Customers hoping to buy flight tickets crowd Jeju International Airport on Thursday as all flights are canceled due to Typhoon Soulik. [YONHAP]

Typhoon Soulik kept companies busy forming emergency response teams and holding safety checkups on Thursday.

The Ministry of Land, Infrastructure and Transport said a total of 532 flights operated by seven local airlines, including Korean Air and Asiana Airlines as well as budget carriers like Jeju Air, have been canceled on Thursday.

Flights from or to Jeju have been canceled as the typhoon was near the area. Some other domestic flights, such as those connecting Gimpo and Ulsan, were also affected.

International flights from Incheon International Airport and Gimpo International Airport were less affected by the weather condition, although 43 international flights were canceled, mostly flights to cities in Japan, which is also in the path of both Typhoon Soulik and Typhoon Cimaron.

“Though the typhoon is expected to have little impact on international flights, customers may be notified later on further cancellations depending on weather changes,” the Transport Ministry said in a statement. “Customers should check on flight schedules before they head to the airport.”

Airlines have been forming emergency response teams to monitor the weather and answer customer inquiries. Full service carriers Korean Air and Asiana Airlines said in a press release that they are not charging any extra fees from customers canceling tickets or changing their flight schedules for canceled flights. Budget airlines Jeju Air and Jin Air also said they are not charging any fees.

While flight cancellations are expected to be largely reduced from today, a source from the airline industry said flights schedules are still uncertain.

Asiana, as of press time, said it will run six extra flights today - four domestic and two international - to transport passengers that were supposed to leave on Thursday.

Mobile carriers also created emergency task force teams on Thursday to maintain a stable telecommunications service in case of disaster.
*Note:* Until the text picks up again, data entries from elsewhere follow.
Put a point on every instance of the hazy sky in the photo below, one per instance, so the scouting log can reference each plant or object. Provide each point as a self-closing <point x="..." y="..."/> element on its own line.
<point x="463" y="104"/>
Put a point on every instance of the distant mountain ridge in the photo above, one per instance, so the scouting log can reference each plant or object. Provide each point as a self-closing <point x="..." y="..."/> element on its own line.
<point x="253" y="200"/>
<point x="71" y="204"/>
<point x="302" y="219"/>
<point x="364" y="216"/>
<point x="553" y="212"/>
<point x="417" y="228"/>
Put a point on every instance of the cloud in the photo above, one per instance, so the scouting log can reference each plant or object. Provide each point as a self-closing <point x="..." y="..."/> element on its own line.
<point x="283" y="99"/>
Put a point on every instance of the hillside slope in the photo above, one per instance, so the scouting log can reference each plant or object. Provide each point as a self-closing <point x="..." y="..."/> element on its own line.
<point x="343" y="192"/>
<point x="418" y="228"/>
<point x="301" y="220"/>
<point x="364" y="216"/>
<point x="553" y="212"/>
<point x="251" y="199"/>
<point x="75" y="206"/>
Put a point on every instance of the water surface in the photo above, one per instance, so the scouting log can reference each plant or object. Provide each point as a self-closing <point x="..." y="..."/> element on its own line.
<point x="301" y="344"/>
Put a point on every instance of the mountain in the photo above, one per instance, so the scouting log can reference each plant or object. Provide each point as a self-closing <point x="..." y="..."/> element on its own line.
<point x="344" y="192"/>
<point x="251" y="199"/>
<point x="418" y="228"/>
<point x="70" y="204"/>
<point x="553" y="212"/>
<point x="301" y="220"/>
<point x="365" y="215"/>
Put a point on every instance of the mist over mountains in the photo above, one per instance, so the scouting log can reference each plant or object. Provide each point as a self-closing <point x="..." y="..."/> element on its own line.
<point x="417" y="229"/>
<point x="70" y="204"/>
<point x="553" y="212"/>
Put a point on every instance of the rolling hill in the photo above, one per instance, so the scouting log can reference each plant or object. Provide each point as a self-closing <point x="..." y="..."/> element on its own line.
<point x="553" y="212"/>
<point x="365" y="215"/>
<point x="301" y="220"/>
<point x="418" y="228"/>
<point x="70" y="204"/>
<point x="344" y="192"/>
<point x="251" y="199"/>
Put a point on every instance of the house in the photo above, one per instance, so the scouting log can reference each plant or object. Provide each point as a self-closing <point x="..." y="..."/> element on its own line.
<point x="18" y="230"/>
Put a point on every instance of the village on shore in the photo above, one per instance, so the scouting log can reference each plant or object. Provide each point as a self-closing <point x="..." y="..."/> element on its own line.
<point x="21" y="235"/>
Korea’s largest mobile carrier SK Telecom said it ran safety checkups on 4,000 base stations in rural and mountainous areas vulnerable to heavy rain. The company also said it prepared 55 mobile base stations and 50 power-generating trucks along Typhoon Soulik’s projected course in case fixed base stations are damaged. The mobile carrier has allocated 2,800 of its staff to a situation room since 3 p.m. Wednesday to monitor telecommunications and respond to emergencies.

LG U+ started operating its 24-hour situation room from Thursday. The carrier also prepared 47 mobile base stations and 600 emergency generators, along with 2,400 of its employees on stand-by for emergency situations.

Operators of high-rise skyscrapers are also on edge. Korea’s tallest building Lotte World Tower, a 123-story building 555 meters tall, went through safety checkups on Tuesday and Wednesday. The lightning rod and wind power generator on the top of the building have been strapped down with metal cables and elevator speeds will be adjusted depending on wind speeds. Lotte’s situation room is monitoring about 500 sensors that track the position of the building.